带CRUD操作的RW锁

I'm not sure if I'm approaching this right, the idea is to have concurrency while reading but lock only when it's writing or updating or deleting.

type Data struct {
    sync.RWMutex
    fooMap map[string]Foo
}

func (d *Data) AddFoo(foo Foo) {
    d.Lock()
    defer d.Unlock()

    d.fooMap[foo.getName()] = foo
}

func (d *Data) GetFoo(name string) Foo {
    return d.fooMap[name]
}

func (d *Data) RemoveFoo(name string) Foo {
    d.Lock()
    defer d.Unlock()

    var foo = self.fooMap[name]
    if foo != nil {
        delete(d.fooMap, name)
    }
    return foo
}

func (d *Data) HasFoo(name string) bool {
    return d.fooMap[name] != nil
}

Looking for an efficient approach where I don't block when I'm reading from the dictionary but block only in AddFoo and RemoveFoo methods.

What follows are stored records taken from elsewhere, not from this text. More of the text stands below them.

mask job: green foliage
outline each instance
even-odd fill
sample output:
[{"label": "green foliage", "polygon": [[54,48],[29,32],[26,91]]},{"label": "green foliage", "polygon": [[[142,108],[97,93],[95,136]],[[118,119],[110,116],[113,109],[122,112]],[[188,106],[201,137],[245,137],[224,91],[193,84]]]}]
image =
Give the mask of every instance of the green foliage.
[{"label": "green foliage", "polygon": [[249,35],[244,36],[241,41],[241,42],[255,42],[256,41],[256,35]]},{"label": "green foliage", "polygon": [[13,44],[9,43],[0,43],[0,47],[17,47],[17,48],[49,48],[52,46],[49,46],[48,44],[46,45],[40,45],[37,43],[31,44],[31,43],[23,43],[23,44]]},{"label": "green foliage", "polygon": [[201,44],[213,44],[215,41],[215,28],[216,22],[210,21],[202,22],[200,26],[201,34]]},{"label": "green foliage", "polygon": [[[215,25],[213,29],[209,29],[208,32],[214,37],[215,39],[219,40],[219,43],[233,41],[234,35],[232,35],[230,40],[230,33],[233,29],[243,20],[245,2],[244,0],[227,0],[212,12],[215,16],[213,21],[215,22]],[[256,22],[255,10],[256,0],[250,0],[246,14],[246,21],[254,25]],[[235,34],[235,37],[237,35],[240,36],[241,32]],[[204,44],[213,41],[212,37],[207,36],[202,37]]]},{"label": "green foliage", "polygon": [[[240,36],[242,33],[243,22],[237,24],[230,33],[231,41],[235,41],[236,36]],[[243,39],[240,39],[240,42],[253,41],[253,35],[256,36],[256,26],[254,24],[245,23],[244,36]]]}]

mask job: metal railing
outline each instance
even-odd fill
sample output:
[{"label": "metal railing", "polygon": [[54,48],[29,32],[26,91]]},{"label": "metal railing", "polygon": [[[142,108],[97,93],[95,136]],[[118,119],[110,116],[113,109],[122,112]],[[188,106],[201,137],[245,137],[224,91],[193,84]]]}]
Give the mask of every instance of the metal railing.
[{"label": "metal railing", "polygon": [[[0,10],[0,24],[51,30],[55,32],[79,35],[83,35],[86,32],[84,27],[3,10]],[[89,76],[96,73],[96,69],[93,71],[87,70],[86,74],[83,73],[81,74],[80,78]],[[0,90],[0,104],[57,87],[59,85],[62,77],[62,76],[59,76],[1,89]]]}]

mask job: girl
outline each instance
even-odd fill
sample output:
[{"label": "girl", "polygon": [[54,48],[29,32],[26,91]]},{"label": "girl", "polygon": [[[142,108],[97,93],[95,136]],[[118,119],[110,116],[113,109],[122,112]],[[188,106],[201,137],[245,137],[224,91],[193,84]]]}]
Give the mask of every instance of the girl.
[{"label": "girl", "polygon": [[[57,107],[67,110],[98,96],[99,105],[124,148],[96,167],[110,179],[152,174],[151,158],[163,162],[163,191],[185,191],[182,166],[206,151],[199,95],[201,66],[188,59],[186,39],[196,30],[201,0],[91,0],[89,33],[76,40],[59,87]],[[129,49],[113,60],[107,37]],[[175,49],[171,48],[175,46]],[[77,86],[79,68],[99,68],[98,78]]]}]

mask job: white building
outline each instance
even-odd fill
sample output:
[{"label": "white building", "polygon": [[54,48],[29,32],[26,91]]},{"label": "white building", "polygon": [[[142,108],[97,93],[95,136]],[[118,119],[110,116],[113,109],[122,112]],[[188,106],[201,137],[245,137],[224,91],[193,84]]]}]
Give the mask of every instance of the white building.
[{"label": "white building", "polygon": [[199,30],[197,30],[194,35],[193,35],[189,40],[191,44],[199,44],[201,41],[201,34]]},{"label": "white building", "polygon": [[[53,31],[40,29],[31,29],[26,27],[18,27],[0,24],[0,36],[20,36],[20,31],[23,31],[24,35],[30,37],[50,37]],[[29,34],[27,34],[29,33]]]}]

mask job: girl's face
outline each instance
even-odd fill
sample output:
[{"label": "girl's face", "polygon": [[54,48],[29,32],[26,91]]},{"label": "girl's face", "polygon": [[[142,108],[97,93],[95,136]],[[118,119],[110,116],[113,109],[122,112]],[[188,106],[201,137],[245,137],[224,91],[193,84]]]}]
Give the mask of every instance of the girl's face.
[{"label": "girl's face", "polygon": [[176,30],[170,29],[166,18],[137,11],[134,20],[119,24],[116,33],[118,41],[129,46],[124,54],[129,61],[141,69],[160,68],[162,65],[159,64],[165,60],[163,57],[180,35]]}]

Edit The context is slightly different, the code will not be executed by goroutines but will be used on a server where I've tons of concurrent requests going on.

Edit 2 In case of two maps

type Data struct {
    sync.RWMutex
    BarMutex sync.RWMutex{}
    fooMap map[string]Foo
    barMap map[string]Bar
}

// for Foo
func (d *Data) AddFoo(foo Foo) {
    d.Lock()
    defer d.Unlock()

    d.fooMap[foo.getName()] = foo
}

func (d *Data) GetFoo(name string) Foo {
    return d.fooMap[name]
}

// for Bar
func (d *Data) AddBar(bar Bar) {
    d.BarMutex.Lock()
    defer d.BarMutex.Unlock()

    d.barMap[bar.getName()] = bar
}

func (d *Data) GetBar(name string) Bar {
    d.BarMutex.RLock()
    defer d.BarMutex.RUnlock();
    return d.barMap[name]
}

Adding some more methods.

the code will not be executed by goroutines but will be used on a server where I've tons of concurrent requests

If they're concurrent, they're in goroutines - for example, if you're using the net/http server, every request is in its own goroutine. There are no other concurrency mechanisms, so if you've got concurrency, you're using goroutines, even if your code doesn't explicitly start them.

You can't "block only in AddFoo and RemoveFoo methods"; that's not how synchronization works. If you share data, you will have to acquire a lock for reads, and you will block on some reads if they happen concurrently to writes. If you don't acquire a lock for reads, you have a race condition.

func (d *Data) GetFoo(name string) Foo {
    d.RLock()
    d.RUnlock()
    return d.fooMap[name]
}

The alternative would be to share memory by communicating. This is a more complex refactor and there are many ways of doing it depending on your specific needs; it's not something I could offer a solution for based on a "Foo" type generic example.